When the U.S. and NATO entered Afghanistan in 2001, one of the justifications of the mission was to ensure the protection of human rights, including women’s rights. More than ten years later, peace talks between the Taliban, the Afghan government and the U.S. jeopardize women’s human rights.
So where is the Obama Administration’s plan to protect and advance human rights in Afghanistan?
What the women of Afghanistan desperately need, and what they deserve, is a U.S. action plan for Afghan women. The Obama Administration needs to articulate clear and measurable steps that will ensure that women’s and girls’ rights are not traded away in the transition. Human rights – and women’s rights – must be non-negotiable.

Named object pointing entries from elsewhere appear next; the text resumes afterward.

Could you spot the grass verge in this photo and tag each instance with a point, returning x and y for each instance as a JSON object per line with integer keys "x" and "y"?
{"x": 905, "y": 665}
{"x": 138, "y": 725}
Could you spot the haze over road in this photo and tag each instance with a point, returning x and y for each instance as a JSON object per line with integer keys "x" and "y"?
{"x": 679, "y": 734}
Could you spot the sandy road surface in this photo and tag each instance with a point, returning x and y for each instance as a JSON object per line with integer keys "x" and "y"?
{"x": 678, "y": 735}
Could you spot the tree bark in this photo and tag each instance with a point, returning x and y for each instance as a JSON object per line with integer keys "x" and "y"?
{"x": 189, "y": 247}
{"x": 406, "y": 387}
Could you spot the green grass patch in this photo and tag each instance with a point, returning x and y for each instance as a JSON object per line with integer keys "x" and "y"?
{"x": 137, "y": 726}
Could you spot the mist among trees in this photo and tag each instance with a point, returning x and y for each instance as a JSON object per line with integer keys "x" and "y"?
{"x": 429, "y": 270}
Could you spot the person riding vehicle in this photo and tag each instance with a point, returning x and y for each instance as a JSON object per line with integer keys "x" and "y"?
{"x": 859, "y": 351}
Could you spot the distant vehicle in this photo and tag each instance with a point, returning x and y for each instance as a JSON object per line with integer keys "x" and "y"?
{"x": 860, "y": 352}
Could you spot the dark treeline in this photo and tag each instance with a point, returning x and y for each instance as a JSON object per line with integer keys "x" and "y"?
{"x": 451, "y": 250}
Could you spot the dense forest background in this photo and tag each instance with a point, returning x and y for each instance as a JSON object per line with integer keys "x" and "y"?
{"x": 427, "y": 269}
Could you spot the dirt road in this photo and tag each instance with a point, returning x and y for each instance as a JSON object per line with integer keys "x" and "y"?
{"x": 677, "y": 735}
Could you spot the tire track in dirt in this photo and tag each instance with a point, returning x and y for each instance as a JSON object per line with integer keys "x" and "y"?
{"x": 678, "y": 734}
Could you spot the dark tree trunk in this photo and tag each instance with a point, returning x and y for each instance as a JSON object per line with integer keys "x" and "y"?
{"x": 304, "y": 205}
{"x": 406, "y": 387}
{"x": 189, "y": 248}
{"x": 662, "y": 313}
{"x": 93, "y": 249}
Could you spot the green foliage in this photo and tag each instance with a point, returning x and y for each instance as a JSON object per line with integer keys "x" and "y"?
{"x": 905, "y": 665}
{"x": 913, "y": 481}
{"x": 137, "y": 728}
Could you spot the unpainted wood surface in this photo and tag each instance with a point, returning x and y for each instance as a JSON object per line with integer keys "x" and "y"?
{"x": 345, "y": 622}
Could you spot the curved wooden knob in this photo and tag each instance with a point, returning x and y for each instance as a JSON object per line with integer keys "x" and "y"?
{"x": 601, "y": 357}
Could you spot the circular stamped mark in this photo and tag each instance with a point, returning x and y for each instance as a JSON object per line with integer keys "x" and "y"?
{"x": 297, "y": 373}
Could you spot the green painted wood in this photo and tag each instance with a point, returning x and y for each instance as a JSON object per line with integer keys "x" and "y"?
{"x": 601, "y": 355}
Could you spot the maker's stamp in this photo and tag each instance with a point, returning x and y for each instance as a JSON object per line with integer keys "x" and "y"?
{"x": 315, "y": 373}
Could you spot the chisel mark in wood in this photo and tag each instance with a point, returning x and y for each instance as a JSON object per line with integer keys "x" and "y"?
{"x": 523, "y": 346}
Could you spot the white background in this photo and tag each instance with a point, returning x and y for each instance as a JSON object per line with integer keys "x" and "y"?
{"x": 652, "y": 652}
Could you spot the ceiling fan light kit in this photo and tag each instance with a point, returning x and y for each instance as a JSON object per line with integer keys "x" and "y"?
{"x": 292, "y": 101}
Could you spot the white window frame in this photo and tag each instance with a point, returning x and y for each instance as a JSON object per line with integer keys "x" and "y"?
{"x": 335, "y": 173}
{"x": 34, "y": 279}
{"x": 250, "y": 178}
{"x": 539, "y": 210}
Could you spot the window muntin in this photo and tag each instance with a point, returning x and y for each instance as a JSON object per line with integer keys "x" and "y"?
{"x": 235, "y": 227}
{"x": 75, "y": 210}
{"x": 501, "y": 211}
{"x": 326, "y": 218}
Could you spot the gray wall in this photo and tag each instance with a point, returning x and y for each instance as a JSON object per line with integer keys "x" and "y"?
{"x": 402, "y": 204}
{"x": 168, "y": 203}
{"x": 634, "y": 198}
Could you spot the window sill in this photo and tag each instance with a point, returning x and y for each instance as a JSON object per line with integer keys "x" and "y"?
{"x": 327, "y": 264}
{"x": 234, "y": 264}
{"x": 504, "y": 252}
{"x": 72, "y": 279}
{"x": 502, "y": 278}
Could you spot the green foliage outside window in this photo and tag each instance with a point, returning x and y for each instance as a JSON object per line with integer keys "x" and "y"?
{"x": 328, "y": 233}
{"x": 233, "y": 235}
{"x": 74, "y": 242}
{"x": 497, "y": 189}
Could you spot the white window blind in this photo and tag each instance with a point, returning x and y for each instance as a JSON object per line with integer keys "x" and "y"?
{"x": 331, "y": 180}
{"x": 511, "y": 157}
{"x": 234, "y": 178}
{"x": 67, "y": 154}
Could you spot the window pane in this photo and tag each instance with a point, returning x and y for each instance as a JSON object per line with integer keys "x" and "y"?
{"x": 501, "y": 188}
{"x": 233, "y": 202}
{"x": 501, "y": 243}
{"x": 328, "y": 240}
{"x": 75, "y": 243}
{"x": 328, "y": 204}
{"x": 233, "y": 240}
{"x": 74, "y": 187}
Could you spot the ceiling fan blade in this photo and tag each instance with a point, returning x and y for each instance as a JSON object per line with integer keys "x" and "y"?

Modest advances in human rights for women and girls have been made in Afghanistan during the past ten years of U.S. occupation. Girls’ access to education has increased, new laws have been enacted to protect women from gender-based violence, and the Afghan government has taken steps to enforce these laws.
Most importantly, the new constitution gives equal legal status to women and men and sets aside a quota of one quarter of all parliamentary seats for women. Two parliamentary elections held in 2005 and in 2010 actually saw women take slightly more seats than their allotted quota.

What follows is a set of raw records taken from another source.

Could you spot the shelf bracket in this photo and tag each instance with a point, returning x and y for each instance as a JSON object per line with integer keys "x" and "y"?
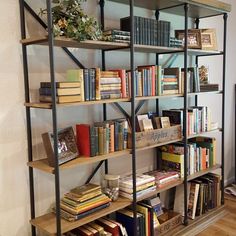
{"x": 41, "y": 22}
{"x": 94, "y": 172}
{"x": 139, "y": 106}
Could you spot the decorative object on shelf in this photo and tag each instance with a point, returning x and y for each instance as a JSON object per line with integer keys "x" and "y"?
{"x": 67, "y": 149}
{"x": 70, "y": 21}
{"x": 111, "y": 186}
{"x": 209, "y": 41}
{"x": 194, "y": 38}
{"x": 204, "y": 74}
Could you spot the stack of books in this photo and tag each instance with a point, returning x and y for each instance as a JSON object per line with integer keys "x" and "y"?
{"x": 115, "y": 35}
{"x": 164, "y": 177}
{"x": 145, "y": 184}
{"x": 103, "y": 226}
{"x": 110, "y": 85}
{"x": 176, "y": 43}
{"x": 102, "y": 138}
{"x": 148, "y": 31}
{"x": 82, "y": 201}
{"x": 201, "y": 155}
{"x": 65, "y": 92}
{"x": 204, "y": 194}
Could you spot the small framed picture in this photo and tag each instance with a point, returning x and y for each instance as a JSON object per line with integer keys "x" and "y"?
{"x": 209, "y": 41}
{"x": 194, "y": 37}
{"x": 67, "y": 148}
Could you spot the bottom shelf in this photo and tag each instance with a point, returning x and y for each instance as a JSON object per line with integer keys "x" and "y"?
{"x": 199, "y": 223}
{"x": 47, "y": 222}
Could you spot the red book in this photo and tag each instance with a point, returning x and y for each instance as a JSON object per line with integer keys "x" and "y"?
{"x": 83, "y": 139}
{"x": 122, "y": 75}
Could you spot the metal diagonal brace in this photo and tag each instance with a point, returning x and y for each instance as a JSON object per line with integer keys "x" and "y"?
{"x": 141, "y": 103}
{"x": 122, "y": 110}
{"x": 94, "y": 172}
{"x": 42, "y": 23}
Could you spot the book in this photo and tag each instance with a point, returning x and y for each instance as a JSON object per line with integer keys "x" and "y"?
{"x": 83, "y": 139}
{"x": 76, "y": 77}
{"x": 193, "y": 196}
{"x": 60, "y": 91}
{"x": 64, "y": 84}
{"x": 61, "y": 99}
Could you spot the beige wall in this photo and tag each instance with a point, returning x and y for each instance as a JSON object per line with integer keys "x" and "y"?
{"x": 14, "y": 183}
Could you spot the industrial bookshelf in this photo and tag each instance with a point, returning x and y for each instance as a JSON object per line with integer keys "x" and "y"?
{"x": 52, "y": 224}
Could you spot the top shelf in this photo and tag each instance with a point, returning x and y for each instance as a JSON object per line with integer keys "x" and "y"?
{"x": 104, "y": 45}
{"x": 198, "y": 8}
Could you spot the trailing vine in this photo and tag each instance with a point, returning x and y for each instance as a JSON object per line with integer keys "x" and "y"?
{"x": 70, "y": 21}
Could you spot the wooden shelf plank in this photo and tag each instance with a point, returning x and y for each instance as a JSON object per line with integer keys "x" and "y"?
{"x": 67, "y": 42}
{"x": 159, "y": 144}
{"x": 203, "y": 172}
{"x": 205, "y": 93}
{"x": 49, "y": 105}
{"x": 44, "y": 166}
{"x": 47, "y": 223}
{"x": 198, "y": 222}
{"x": 204, "y": 133}
{"x": 198, "y": 8}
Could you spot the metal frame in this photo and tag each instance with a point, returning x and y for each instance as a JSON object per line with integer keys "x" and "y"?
{"x": 134, "y": 111}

The groundwork has been laid. But peace talks between the Taliban, the Afghan government and the U.S. jeopardize even these small gains as the U.S. searches for a quick exit. Women’s and girls’ human rights face threats from both the Afghan government and the Taliban. These threats are already being realized.

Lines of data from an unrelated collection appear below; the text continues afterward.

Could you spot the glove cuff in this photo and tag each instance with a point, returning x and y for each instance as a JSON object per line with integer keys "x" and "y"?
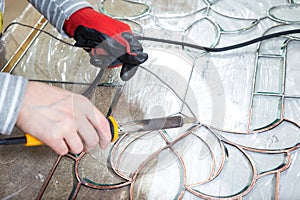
{"x": 90, "y": 18}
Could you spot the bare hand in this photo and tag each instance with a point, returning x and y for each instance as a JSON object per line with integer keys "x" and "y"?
{"x": 63, "y": 120}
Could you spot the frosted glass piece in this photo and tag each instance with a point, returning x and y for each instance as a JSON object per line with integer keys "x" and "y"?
{"x": 265, "y": 111}
{"x": 269, "y": 75}
{"x": 123, "y": 9}
{"x": 285, "y": 13}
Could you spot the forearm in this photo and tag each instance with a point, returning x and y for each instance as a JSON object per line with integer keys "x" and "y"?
{"x": 12, "y": 90}
{"x": 57, "y": 11}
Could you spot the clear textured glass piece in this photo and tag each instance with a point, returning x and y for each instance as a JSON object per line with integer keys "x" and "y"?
{"x": 285, "y": 13}
{"x": 265, "y": 111}
{"x": 123, "y": 9}
{"x": 269, "y": 75}
{"x": 237, "y": 170}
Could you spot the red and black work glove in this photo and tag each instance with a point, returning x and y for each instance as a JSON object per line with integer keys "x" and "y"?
{"x": 109, "y": 41}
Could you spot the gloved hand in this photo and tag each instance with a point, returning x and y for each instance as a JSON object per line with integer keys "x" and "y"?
{"x": 109, "y": 41}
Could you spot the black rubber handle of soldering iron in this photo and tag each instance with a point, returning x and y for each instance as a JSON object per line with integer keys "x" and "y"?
{"x": 112, "y": 130}
{"x": 17, "y": 140}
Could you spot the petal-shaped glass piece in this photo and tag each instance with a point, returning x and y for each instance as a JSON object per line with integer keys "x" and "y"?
{"x": 123, "y": 9}
{"x": 203, "y": 32}
{"x": 289, "y": 181}
{"x": 161, "y": 177}
{"x": 93, "y": 169}
{"x": 244, "y": 8}
{"x": 238, "y": 170}
{"x": 158, "y": 87}
{"x": 285, "y": 13}
{"x": 279, "y": 161}
{"x": 176, "y": 7}
{"x": 229, "y": 24}
{"x": 202, "y": 155}
{"x": 137, "y": 147}
{"x": 63, "y": 179}
{"x": 285, "y": 135}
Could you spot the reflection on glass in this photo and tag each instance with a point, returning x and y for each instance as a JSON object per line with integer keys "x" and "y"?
{"x": 164, "y": 183}
{"x": 123, "y": 9}
{"x": 285, "y": 13}
{"x": 238, "y": 170}
{"x": 204, "y": 32}
{"x": 269, "y": 75}
{"x": 266, "y": 111}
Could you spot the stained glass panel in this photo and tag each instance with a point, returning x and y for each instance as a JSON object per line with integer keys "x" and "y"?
{"x": 246, "y": 142}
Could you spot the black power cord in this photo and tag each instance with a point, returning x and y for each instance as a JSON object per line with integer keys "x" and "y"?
{"x": 220, "y": 49}
{"x": 208, "y": 49}
{"x": 94, "y": 84}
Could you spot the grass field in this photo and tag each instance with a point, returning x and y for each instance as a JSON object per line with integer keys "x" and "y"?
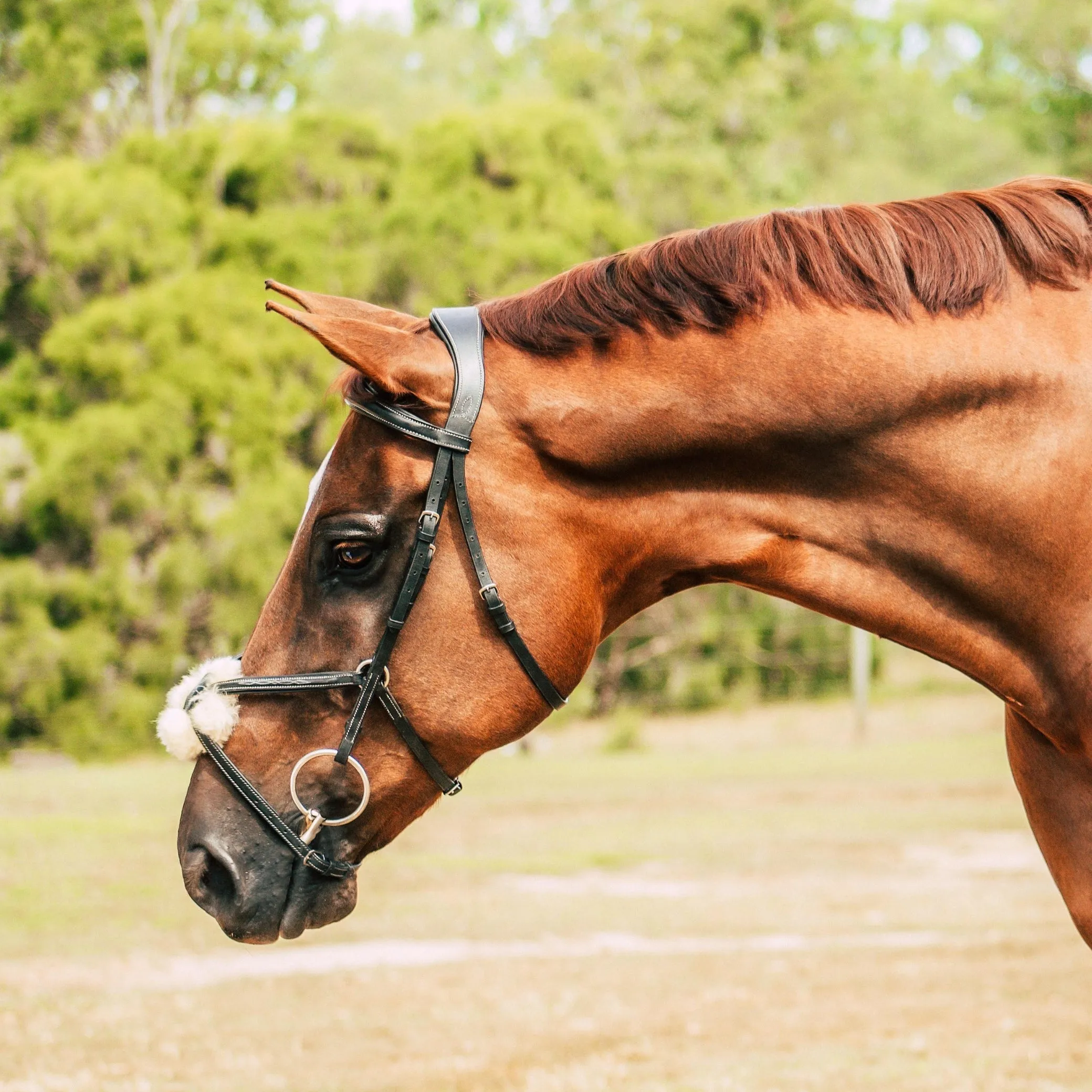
{"x": 748, "y": 901}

On March 3, Afghanistan’s president publicly endorsed a “code of conduct” set forth by a council of clerics. This “code” puts women’s security and dignity at risk, providing for circumstances under which husbands can beat their wives and encouraging “segregation of the sexes.”
No coherent plan exists to ensure that women’s and girls’ human rights are protected as the U.S. extracts itself from this conflict. With the escalating violence and resentment of the U.S. presence in Afghanistan, this challenge compounds daily.
The stakes for Afghan women couldn’t be higher. Despite some gains, women still lack access to their basic human rights.
- 87% of Afghan women are illiterate
- Afghanistan remains one of the most dangerous countries in the world to be an expectant mother. According to UNICEF, maternal mortality rates range from 1,400 to 1,600 deaths for every 100,000 births.
- In areas under insurgent control, incidents of torture and other ill-treatment of women, including beatings and brutal punishments, are common. Often horrific punishments are dispensed following a “trial” by a local Taliban “court.” In August 2010 in the province of Badghis, the Taliban forced a woman to abort her fetus and then shot her dead, for alleged adultery.
Help us call for a U.S. Action Plan for Afghan Women now. Here are some of the steps that a U.S. Action Plan should contain:
- Push for implementation of the Elimination of Violence Against Women law in the courts in Afghanistan.
- Ensure that peace talks do not result in impunity for serious violations of human rights and war crimes.
- Push for gender parity in all negotiating teams, including a 30% quota for women on the Afghan government team.
- Promote and fund women’s empowerment programs.
These steps aren’t easy; nothing about this conflict has been. But there can be no just or sustainable peace without women’s human rights. The U.S. must step up and affirm that it should and will help protect Afghan women. Their human rights, their safety, their very lives must not be sacrificed as U.S. troops withdraw from the country.